To avoid problems with the criminal element, you could just skip paying your taxes, but I've got the feeling that you'll wind up with a whole different set of problems if you go that route.

The Rockford Regional Office of the Better Business Bureau (BBB) just sent out a press release highlighting some of the methods used by IRS imposters and those who are looking to swipe your ID to use in a multitude of different illegal activities, including sending in a fake tax return in your name.

2019 is the most recent year that all the numbers have been tallied up regarding ID theft and its many ramifications, and it's a understatement to say that identity thieves have been busy. Finance website The Fool.com has some of the numbers:

  • There were 650,572 cases of identity theft in 2019.
  • Almost 165 million records containing personal data were exposed through data breaches in 2019.
  • Of the more than 3.2-million fraud cases reported to the Federal Trade Commission (FTC) in 2019, identity theft accounted for 20.33% of cases and was the most-common type of fraud.

The difference between straight identity theft and tax identity theft is that in the case of tax identity theft, scammers use stolen Social Security numbers to file a a fake tax return and collect the refund.
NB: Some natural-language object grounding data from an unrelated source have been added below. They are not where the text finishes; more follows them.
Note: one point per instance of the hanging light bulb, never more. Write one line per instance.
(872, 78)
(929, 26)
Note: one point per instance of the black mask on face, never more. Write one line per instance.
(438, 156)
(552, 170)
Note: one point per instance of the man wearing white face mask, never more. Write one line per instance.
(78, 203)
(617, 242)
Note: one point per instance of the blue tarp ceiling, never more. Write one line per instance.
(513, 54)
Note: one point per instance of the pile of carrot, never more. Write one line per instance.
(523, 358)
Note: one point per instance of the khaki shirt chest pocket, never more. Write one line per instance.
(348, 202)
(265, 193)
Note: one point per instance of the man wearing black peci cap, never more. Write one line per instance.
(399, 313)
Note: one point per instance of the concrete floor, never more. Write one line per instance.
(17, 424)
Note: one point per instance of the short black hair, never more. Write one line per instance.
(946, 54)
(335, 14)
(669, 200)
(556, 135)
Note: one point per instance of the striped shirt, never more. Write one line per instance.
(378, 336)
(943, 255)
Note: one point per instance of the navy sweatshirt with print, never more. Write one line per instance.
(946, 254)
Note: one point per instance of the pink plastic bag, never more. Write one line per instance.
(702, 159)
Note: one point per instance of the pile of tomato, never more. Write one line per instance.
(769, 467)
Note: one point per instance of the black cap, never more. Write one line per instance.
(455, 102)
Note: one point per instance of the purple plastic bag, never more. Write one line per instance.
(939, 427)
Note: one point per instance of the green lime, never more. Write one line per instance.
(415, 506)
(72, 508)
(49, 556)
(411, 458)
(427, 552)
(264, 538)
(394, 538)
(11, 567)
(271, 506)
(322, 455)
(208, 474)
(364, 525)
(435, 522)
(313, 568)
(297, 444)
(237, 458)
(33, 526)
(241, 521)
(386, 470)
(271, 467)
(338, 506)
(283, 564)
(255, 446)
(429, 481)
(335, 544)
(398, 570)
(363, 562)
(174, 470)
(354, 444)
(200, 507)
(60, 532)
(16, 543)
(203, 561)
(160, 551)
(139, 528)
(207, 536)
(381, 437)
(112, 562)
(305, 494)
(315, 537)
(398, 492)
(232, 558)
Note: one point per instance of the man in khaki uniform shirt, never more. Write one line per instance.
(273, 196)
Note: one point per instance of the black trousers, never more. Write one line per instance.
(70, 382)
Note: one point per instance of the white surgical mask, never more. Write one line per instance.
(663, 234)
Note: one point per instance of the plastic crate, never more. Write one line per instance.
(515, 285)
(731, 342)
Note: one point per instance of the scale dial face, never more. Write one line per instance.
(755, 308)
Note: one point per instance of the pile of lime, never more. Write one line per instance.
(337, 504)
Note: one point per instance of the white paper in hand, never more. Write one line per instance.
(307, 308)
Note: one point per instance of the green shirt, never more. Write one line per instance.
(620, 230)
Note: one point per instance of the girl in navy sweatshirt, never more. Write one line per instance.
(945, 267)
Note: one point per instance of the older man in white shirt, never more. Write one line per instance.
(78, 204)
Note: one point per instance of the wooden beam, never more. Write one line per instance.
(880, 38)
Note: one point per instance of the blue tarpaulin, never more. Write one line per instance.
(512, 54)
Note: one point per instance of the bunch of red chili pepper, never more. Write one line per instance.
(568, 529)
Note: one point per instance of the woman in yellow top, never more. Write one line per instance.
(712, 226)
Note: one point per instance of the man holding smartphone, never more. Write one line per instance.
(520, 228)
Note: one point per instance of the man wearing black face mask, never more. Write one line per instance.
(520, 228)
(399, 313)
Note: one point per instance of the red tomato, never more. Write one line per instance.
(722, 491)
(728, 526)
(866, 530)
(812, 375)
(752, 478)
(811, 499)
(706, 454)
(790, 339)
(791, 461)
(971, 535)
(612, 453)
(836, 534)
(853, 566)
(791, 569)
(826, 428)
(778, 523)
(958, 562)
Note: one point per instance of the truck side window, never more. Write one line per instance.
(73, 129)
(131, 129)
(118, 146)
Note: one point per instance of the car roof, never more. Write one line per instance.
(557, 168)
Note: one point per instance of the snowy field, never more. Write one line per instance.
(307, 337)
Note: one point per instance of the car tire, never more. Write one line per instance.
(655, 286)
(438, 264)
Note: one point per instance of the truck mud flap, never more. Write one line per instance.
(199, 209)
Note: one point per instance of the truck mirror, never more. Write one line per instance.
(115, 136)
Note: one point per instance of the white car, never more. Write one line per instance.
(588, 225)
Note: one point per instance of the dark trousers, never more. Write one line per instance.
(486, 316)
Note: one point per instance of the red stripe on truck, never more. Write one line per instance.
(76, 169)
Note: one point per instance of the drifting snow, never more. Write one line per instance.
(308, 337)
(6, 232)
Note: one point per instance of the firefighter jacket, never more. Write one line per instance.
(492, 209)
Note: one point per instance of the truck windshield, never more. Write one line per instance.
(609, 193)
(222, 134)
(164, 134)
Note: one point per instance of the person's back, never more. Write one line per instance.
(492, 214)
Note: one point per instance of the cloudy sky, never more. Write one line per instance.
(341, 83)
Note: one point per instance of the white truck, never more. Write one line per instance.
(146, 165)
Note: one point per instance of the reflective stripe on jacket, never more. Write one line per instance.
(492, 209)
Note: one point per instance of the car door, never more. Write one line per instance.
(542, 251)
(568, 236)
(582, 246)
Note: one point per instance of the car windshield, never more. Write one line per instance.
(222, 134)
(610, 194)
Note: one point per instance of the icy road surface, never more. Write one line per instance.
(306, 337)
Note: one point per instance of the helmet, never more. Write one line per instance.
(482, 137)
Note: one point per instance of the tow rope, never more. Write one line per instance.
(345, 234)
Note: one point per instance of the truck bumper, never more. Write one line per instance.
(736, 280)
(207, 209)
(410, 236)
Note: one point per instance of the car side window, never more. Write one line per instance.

The Rockford BBB says that IRS Imposters are "scammers who pretend to be calling from the IRS. They can also send fake emails and texts in order to attempt to steal information or spread malware to your computer."

Debt.com says that the way most people find out that they've been the victim of tax identity theft is when they file their tax return normally, only to find out that it's already been filed and a refund has already been issued...just not to them.

As always, guard your personal information as closely as you possibly can. It may not eliminate the threat of this sort of thing happening to you, but it does reduce the chances.